Unknown OptixResult code: Compatible device(s) not found / OptiX not initialized.
PathTracer destructor failed.
[ERROR] (MainThread) Initial setup failed, see errors above.
<NpOptiX(Thread-1, initial)>
robertsulej commented 1 year ago

OK, thanks for checking. I'll try to make it running and let you know.

robertsulej commented 1 year ago

It seems to work, though I had to add the path where driver .so's were mounted to LD_LIBRARY_PATH:

export LD_LIBRARY_PATH=$LD_LIBRARY_PATH:/usr/lib64

You can also try mounting into one of folders that are searched for libnvoptix.so.1. strace showed me these: /lib/x86_64-linux-gnu, /usr/lib/x86_64-linux-gnu, /lib, /usr/lib.

Btw. I tested on the "base" nvidia image, 12.0.0-base-ubuntu20.04, where CUDA toolkit is not installed. The driver libraries are enough to run OptiX (unfortunately not mounted correctly by nvidia docker...).
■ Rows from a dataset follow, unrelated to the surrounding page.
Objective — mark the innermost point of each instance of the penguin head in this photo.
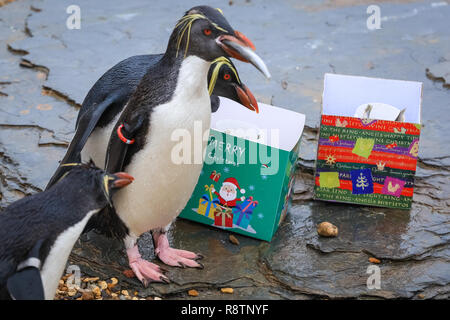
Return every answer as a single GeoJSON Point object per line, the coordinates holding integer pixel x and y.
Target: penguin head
{"type": "Point", "coordinates": [204, 32]}
{"type": "Point", "coordinates": [95, 181]}
{"type": "Point", "coordinates": [223, 80]}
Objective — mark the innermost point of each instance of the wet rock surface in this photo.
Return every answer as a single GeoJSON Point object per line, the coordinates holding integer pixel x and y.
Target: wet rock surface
{"type": "Point", "coordinates": [47, 70]}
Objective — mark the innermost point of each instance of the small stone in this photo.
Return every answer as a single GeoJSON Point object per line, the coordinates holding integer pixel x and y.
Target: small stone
{"type": "Point", "coordinates": [234, 240]}
{"type": "Point", "coordinates": [91, 279]}
{"type": "Point", "coordinates": [193, 293]}
{"type": "Point", "coordinates": [128, 273]}
{"type": "Point", "coordinates": [71, 292]}
{"type": "Point", "coordinates": [374, 260]}
{"type": "Point", "coordinates": [227, 290]}
{"type": "Point", "coordinates": [327, 229]}
{"type": "Point", "coordinates": [87, 295]}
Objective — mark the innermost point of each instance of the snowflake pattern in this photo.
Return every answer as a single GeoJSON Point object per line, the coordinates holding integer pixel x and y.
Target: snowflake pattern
{"type": "Point", "coordinates": [331, 159]}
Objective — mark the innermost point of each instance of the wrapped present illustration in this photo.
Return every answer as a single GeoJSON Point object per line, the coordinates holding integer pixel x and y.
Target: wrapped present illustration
{"type": "Point", "coordinates": [215, 176]}
{"type": "Point", "coordinates": [232, 174]}
{"type": "Point", "coordinates": [223, 217]}
{"type": "Point", "coordinates": [243, 212]}
{"type": "Point", "coordinates": [207, 205]}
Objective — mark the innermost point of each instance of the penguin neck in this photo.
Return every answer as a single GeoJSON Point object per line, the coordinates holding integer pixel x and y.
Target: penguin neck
{"type": "Point", "coordinates": [192, 71]}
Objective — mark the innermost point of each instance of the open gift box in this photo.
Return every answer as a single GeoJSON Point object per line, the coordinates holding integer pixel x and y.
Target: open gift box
{"type": "Point", "coordinates": [248, 169]}
{"type": "Point", "coordinates": [368, 141]}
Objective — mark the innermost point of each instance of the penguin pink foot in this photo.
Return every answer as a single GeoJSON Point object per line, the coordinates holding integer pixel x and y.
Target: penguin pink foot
{"type": "Point", "coordinates": [144, 270]}
{"type": "Point", "coordinates": [174, 257]}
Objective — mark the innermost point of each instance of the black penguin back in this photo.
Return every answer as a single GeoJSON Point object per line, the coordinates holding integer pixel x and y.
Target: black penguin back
{"type": "Point", "coordinates": [44, 216]}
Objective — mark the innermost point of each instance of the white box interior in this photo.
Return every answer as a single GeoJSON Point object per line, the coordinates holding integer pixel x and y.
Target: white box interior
{"type": "Point", "coordinates": [342, 95]}
{"type": "Point", "coordinates": [234, 119]}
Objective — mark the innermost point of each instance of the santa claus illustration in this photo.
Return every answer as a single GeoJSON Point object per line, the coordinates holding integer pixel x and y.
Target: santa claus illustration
{"type": "Point", "coordinates": [228, 193]}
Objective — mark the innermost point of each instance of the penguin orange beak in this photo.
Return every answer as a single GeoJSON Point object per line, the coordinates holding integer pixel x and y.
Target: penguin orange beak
{"type": "Point", "coordinates": [122, 179]}
{"type": "Point", "coordinates": [241, 48]}
{"type": "Point", "coordinates": [247, 98]}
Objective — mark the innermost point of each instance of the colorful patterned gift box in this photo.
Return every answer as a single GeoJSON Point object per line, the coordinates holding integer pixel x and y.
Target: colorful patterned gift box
{"type": "Point", "coordinates": [365, 156]}
{"type": "Point", "coordinates": [249, 155]}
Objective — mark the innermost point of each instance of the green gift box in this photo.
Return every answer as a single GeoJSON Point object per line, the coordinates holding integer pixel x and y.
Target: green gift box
{"type": "Point", "coordinates": [251, 155]}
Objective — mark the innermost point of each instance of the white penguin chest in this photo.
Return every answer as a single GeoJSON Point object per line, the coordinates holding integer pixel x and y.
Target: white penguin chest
{"type": "Point", "coordinates": [162, 184]}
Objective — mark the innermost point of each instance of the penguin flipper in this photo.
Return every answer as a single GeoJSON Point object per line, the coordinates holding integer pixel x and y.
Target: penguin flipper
{"type": "Point", "coordinates": [85, 126]}
{"type": "Point", "coordinates": [26, 282]}
{"type": "Point", "coordinates": [117, 148]}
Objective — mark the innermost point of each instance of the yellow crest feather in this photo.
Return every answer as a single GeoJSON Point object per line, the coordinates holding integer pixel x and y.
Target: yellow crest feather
{"type": "Point", "coordinates": [185, 24]}
{"type": "Point", "coordinates": [215, 73]}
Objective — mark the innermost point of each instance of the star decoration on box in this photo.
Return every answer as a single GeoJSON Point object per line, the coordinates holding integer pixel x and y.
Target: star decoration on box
{"type": "Point", "coordinates": [331, 159]}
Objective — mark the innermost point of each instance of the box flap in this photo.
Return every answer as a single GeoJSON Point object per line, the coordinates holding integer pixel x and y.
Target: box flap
{"type": "Point", "coordinates": [349, 95]}
{"type": "Point", "coordinates": [264, 127]}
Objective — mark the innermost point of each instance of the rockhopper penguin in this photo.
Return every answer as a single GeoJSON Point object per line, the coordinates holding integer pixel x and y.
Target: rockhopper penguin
{"type": "Point", "coordinates": [172, 95]}
{"type": "Point", "coordinates": [109, 95]}
{"type": "Point", "coordinates": [38, 232]}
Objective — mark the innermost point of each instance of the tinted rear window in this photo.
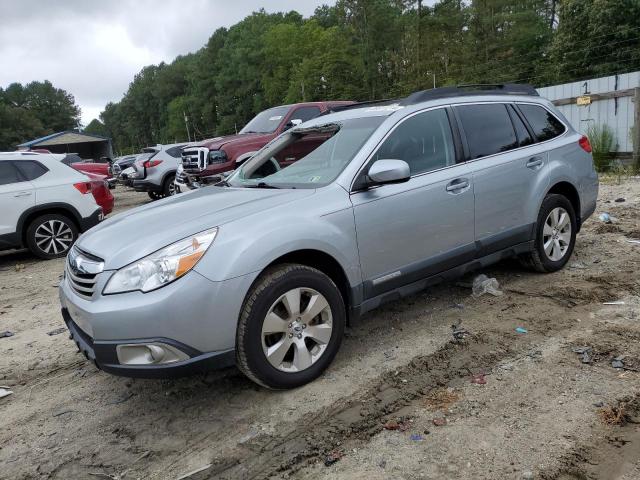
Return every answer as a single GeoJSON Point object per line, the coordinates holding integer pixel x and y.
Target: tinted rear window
{"type": "Point", "coordinates": [524, 137]}
{"type": "Point", "coordinates": [488, 129]}
{"type": "Point", "coordinates": [545, 126]}
{"type": "Point", "coordinates": [9, 173]}
{"type": "Point", "coordinates": [31, 169]}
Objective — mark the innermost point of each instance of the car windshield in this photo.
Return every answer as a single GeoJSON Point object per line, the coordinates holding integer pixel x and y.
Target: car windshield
{"type": "Point", "coordinates": [306, 157]}
{"type": "Point", "coordinates": [266, 122]}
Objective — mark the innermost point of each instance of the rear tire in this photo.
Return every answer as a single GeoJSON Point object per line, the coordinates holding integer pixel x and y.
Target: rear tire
{"type": "Point", "coordinates": [51, 236]}
{"type": "Point", "coordinates": [555, 235]}
{"type": "Point", "coordinates": [305, 309]}
{"type": "Point", "coordinates": [168, 187]}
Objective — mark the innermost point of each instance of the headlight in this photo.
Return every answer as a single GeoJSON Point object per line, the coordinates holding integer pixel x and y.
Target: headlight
{"type": "Point", "coordinates": [161, 267]}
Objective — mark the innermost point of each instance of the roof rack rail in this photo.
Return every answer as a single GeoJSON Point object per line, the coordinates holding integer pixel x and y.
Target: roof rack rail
{"type": "Point", "coordinates": [368, 103]}
{"type": "Point", "coordinates": [471, 89]}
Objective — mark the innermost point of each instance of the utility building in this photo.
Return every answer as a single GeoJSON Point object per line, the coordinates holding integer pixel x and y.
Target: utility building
{"type": "Point", "coordinates": [612, 101]}
{"type": "Point", "coordinates": [87, 145]}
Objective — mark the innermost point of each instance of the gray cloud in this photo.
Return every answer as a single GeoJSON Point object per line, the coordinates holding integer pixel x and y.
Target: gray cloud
{"type": "Point", "coordinates": [93, 49]}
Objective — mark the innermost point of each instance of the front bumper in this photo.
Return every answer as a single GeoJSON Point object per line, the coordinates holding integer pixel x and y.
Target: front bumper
{"type": "Point", "coordinates": [104, 356]}
{"type": "Point", "coordinates": [194, 315]}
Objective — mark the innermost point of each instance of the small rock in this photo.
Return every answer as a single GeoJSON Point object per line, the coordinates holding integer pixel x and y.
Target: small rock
{"type": "Point", "coordinates": [440, 422]}
{"type": "Point", "coordinates": [333, 457]}
{"type": "Point", "coordinates": [57, 331]}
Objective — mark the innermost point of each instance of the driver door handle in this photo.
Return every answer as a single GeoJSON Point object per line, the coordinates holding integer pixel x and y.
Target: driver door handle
{"type": "Point", "coordinates": [456, 185]}
{"type": "Point", "coordinates": [534, 162]}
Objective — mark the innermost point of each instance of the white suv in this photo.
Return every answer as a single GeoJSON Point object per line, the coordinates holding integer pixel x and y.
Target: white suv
{"type": "Point", "coordinates": [44, 204]}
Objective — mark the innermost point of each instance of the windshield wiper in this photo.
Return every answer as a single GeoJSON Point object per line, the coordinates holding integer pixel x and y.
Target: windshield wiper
{"type": "Point", "coordinates": [261, 185]}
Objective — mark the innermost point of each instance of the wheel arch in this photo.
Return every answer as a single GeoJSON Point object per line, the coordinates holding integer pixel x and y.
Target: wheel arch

tonyf commented 1 year ago

That worked! Thank you!

aksh-at commented 1 year ago

Hey @robertsulej, we're running into the same issue when trying to run plotoptix. strace output shows that libnvoptix.so is being read:

openat(AT_FDCWD, "/usr/lib/x86_64-linux-gnu/libnvoptix.so.1", O_RDONLY|O_CLOEXEC) = 11
read(11, "\177ELF\2\1\1\0\0\0\0\0\0\0\0\0\3\0>\0\1\0\0\0\0w\6\0\0\0\0\0"..., 832) = 832
fstat(11, {st_mode=S_IFREG|0644, st_size=189105240, ...}) = 0
mmap(NULL, 191393312, PROT_READ|PROT_EXEC, MAP_PRIVATE|MAP_DENYWRITE, 11, 0) = 0x7fbcec979000
mprotect(0x7fbcf7a94000, 2093056, PROT_NONE) = 0
mmap(0x7fbcf7c93000, 3399680, PROT_READ|PROT_WRITE, MAP_PRIVATE|MAP_FIXED|MAP_DENYWRITE, 11, 0xb11a000) = 0x7fbcf7c93000
mmap(0x7fbcf7fd1000, 192032, PROT_READ|PROT_WRITE, MAP_PRIVATE|MAP_FIXED|MAP_ANONYMOUS, -1, 0) = 0x7fbcf7fd1000
close(11)    

We are on driver version 515, I see that the project page says you need >=530. Could that be why?

robertsulej commented 1 year ago

It might be. If you cannot upgrade the driver, you can try earlier release 0.14.4 (here on PyPI) instead, it should work with the driver r515.